Hello,
I would like to know whether is there any way to access the Environment Variable defined in workflow from inside a tool/step of the workflow without explicitly passing it as an argument?
In the CWL tutorials, the only information to define an Env Variable and access it by usually passing it as an argument/input?
But I would like to access it without explicitly passing the variable to a tool. That should be possible as it is there in the environment, but I don’t know how to access it.
Any help would be appreciated on this. Thank you in advance!
I have a variable that I need to pass to more than half of the steps/tools, so I thought it might be a better idea to define it as ENV_VAR and access it directly from tools.
Then that should be an explicit input for each step.
In chat, you used the example of an output directory. That concept is not needed for CWL as any CWL runner must manage your output directories for you.
If you need to know the current output directory, use $(runtime.outdir)
Thank you for the prompt answer.
I have an output directory along with a few more directories, I am working with the splitting of PDB files, so I have one directory for complete PDB files (pdbDir) and another directory for split PDB files (sepDir).
The pdbDir, has to be there to split the PDB files and return output in sepDIr.
Returning output can be done using --outdir option, but passing pdbDir to several steps/tools in workflow is a must.
So I was wondering if there is a simple solution to inherit and access those ENV_VAR defined at workflow level?
Do any of your steps need multiple PDB files and for them to be in the same directory? Then you should have an output of type: Directory; in CWL we do not pass file/directory paths around as strings, as that would break during distributed execution when there is not a shared filesystem.
Or are you thinking more about presenting the final outputs? In that case, the CWL way would be to have individual type: File outputs from steps. Possibly combining them into a directory later, if truly needed.
This prints $(runtime.outdir) as string and not its value; And below code says the baseCommand` field is not valid because tried array of but
try.cwl:24:5: item is invalid because the value is not string
And in addition to this I would like to pass the file as argument/input only if it exists because if file does not exists it gives me error like
[Errno 2] No such file or directory
baseCommand only accepts static strings, once you have a dynamic element you have to start using arguments for it and all remaining elements of the command line (including other static elements). Likewise valueFrom is valid as part of an arguments element, but not in baseCommand.
My workflow consists of multiple iterations and as loops are not implemented in CWL yet. I am writing the workflow for a single iteration and creating the parameter file at the end of each iteration which will be used by the next iteration again.
And for every iteration, I have to check the files from the Results directory, if it exists already read and append data to the current iteration file, if not create an empty file (to avoid the File not found error).
And that was the reason I was not staging files but accessing them through an absolute path. And for the very same reason, I wanted to define the ENV_VAR at the workflow level, so I don’t have to pass the same arguments most of the time and it might be easier for users to run it without much knowledge of CWL.
I am not putting the same code for the number of iterations I want to run, which was the solution I found in one of the posts because I want it to be dynamic and for different use cases the number of iterations are different.

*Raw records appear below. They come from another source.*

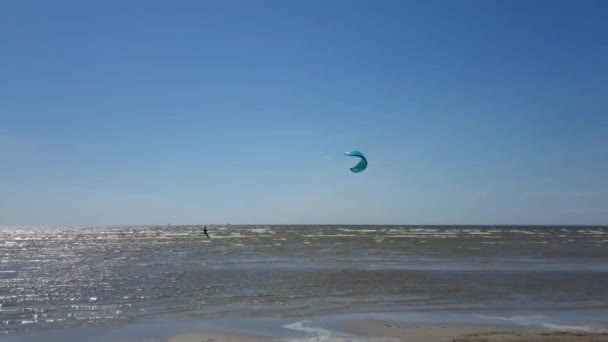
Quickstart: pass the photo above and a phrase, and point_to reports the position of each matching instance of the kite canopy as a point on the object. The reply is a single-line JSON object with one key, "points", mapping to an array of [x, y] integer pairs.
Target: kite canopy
{"points": [[362, 163]]}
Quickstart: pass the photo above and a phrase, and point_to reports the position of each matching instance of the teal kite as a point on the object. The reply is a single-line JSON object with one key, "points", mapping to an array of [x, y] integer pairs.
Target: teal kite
{"points": [[362, 163]]}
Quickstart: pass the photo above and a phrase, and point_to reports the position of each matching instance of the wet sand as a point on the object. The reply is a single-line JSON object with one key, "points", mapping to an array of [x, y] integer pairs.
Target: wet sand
{"points": [[464, 333], [214, 337], [374, 330]]}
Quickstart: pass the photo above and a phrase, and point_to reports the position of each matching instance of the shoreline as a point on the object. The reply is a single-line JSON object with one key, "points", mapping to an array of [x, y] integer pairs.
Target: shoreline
{"points": [[384, 330]]}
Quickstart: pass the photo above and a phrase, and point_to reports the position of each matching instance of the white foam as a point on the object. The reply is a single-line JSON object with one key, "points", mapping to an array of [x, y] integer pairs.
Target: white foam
{"points": [[317, 334]]}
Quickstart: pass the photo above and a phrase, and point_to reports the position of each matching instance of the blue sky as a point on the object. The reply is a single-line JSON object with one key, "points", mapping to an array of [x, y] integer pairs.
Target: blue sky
{"points": [[126, 112]]}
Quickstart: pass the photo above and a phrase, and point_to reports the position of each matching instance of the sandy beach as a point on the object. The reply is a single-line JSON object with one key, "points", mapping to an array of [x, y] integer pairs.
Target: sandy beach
{"points": [[378, 330], [464, 333]]}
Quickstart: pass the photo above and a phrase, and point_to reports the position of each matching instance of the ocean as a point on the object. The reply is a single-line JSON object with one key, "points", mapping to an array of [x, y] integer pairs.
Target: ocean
{"points": [[58, 281]]}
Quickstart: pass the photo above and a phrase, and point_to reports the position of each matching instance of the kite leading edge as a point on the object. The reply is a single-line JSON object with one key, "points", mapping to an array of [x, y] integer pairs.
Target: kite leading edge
{"points": [[362, 163]]}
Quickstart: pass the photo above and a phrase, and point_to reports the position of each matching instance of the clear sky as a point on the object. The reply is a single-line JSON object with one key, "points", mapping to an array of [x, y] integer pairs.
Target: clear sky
{"points": [[149, 112]]}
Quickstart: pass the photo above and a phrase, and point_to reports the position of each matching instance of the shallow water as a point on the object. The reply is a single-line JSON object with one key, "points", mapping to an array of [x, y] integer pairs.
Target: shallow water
{"points": [[58, 277]]}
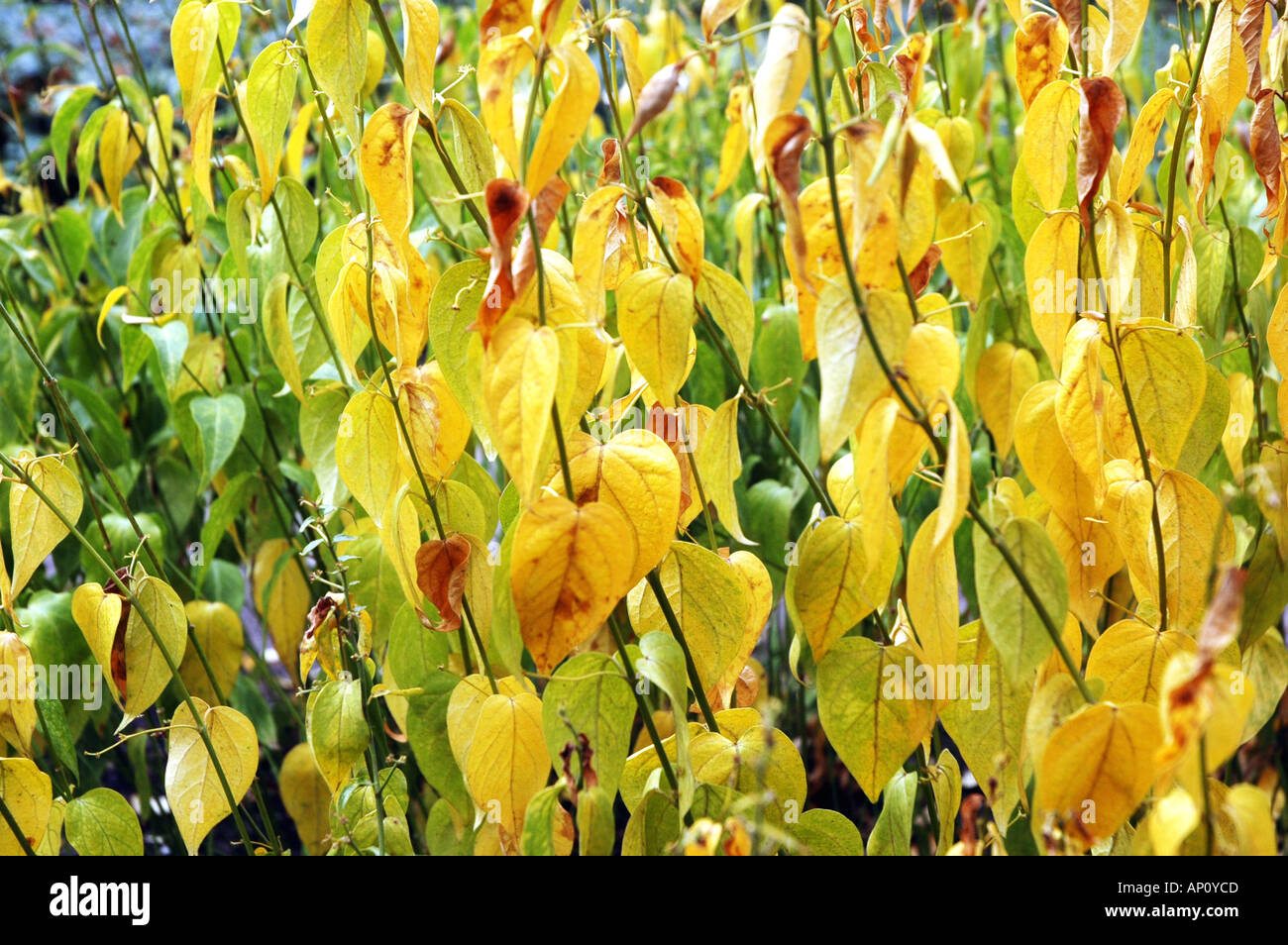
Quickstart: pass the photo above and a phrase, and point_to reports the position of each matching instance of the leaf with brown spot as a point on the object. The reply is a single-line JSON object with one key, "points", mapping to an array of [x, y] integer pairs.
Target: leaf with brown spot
{"points": [[1041, 43], [1100, 110], [1265, 147], [506, 207], [441, 571], [656, 97]]}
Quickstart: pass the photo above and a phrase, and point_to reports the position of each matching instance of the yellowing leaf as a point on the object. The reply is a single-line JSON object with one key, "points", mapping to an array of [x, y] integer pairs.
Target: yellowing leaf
{"points": [[192, 786], [636, 473], [336, 46], [709, 601], [420, 52], [1131, 657], [1003, 378], [567, 115], [719, 463], [37, 523], [1098, 768], [305, 795], [1047, 134], [386, 163], [868, 711], [520, 378], [570, 567], [336, 729], [218, 632], [507, 763], [29, 794], [366, 451]]}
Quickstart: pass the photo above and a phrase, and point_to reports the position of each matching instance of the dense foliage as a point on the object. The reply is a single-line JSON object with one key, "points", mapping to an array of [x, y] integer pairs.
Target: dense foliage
{"points": [[567, 428]]}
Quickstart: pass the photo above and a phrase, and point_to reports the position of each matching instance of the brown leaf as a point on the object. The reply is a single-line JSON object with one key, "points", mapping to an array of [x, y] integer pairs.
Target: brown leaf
{"points": [[785, 141], [1249, 26], [656, 95], [441, 568], [1263, 143], [506, 207], [1100, 111], [545, 210]]}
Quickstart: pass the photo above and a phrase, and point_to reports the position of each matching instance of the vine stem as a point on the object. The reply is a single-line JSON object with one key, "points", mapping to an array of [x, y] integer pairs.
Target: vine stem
{"points": [[17, 832], [917, 412], [233, 803], [1177, 141]]}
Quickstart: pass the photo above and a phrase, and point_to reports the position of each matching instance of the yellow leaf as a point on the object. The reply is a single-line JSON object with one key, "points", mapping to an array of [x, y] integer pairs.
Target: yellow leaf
{"points": [[366, 451], [1098, 768], [17, 700], [1225, 67], [386, 166], [269, 94], [192, 786], [507, 763], [567, 115], [1131, 657], [37, 523], [1041, 43], [932, 601], [781, 76], [1144, 136], [1167, 376], [850, 373], [956, 488], [420, 52], [1050, 274], [336, 46], [868, 708], [305, 797], [29, 794], [1003, 378], [1126, 18], [709, 601], [570, 567], [520, 377], [1080, 404], [825, 587], [590, 248], [655, 317], [1048, 129], [218, 632], [966, 237]]}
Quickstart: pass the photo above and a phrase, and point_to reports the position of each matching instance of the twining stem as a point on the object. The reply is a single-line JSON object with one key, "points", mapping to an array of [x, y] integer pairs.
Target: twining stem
{"points": [[1176, 159], [156, 638], [655, 582], [17, 830], [1128, 400], [1248, 334], [917, 412]]}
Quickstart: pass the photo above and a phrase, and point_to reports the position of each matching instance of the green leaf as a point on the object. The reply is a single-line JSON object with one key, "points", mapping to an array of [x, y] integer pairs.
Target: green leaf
{"points": [[102, 823]]}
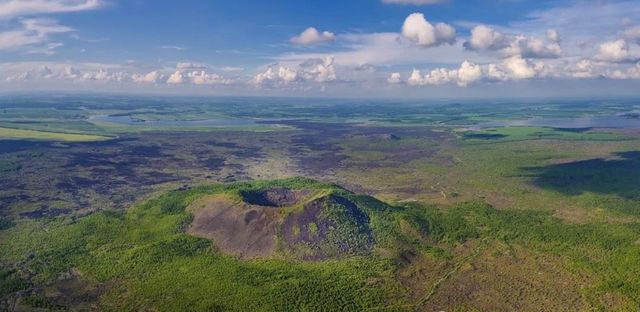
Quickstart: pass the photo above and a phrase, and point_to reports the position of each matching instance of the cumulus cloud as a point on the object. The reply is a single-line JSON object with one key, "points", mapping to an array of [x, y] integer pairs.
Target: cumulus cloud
{"points": [[14, 8], [628, 73], [151, 77], [615, 51], [485, 38], [463, 76], [107, 73], [394, 78], [312, 36], [413, 2], [495, 73], [519, 68], [312, 70], [633, 34], [417, 29], [468, 73]]}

Using path strings instead of File or Directory inputs/outputs will eventually cause you a big problem as it violates a core element of the CWL data model. Distributed execution, using caching, provenance recording, and other scenarios will likely break.
Maybe you can modify your loop handling logic (outside the CWL workflow) to merge results and produce the inputs for the next iteration instead of doing that at the end of your CWL workflow?
Then your CWL workflow can use proper File and/or Directory inputs and outputs.
We are actively discussing how to design a loop feature for CWL, so if you can share more details about your situation then that would be very helpful. A complete copy of your workflow and the loop logic with example inputs and expected outputs would be the best; but if you can’t share the data or code then maybe you can describe it enough thay we can build a mock version together.
For the moment, I can not share many details; but here’s the brief overview of the workflow I’m trying to build:
I create several files in the first iteration of the loop using variables(string as a file name) specified by a user (considering the user might want to change the names accordingly)
And some of these files I need in the next iterations to keep track of everything. So now I have to give the filenames as strings for the first iteration and File for the next iterations.
I am not sure whether we can check if a file already exists using CWL and create an empty file if it does not exist. If this feature is already there, then it would most probably solve my problem of working around with filenames as strings.
Another workaround is to simply stage the whole result directory but that would not be a wise decision because file size is quite large.
Thank you @mrc
I am almost in the final stage of the workflow, so I’ll try to finish it and hopefully, I will be able to share the code and everything to build a test case for loops.
How may I implement the default value from this example for File? I am trying to access the file from it’s location and read it inside the tool?
Just an additional comment would be add writable= true in if statement to create a file from string with read, write access. Without the writable option, it create files with read access only.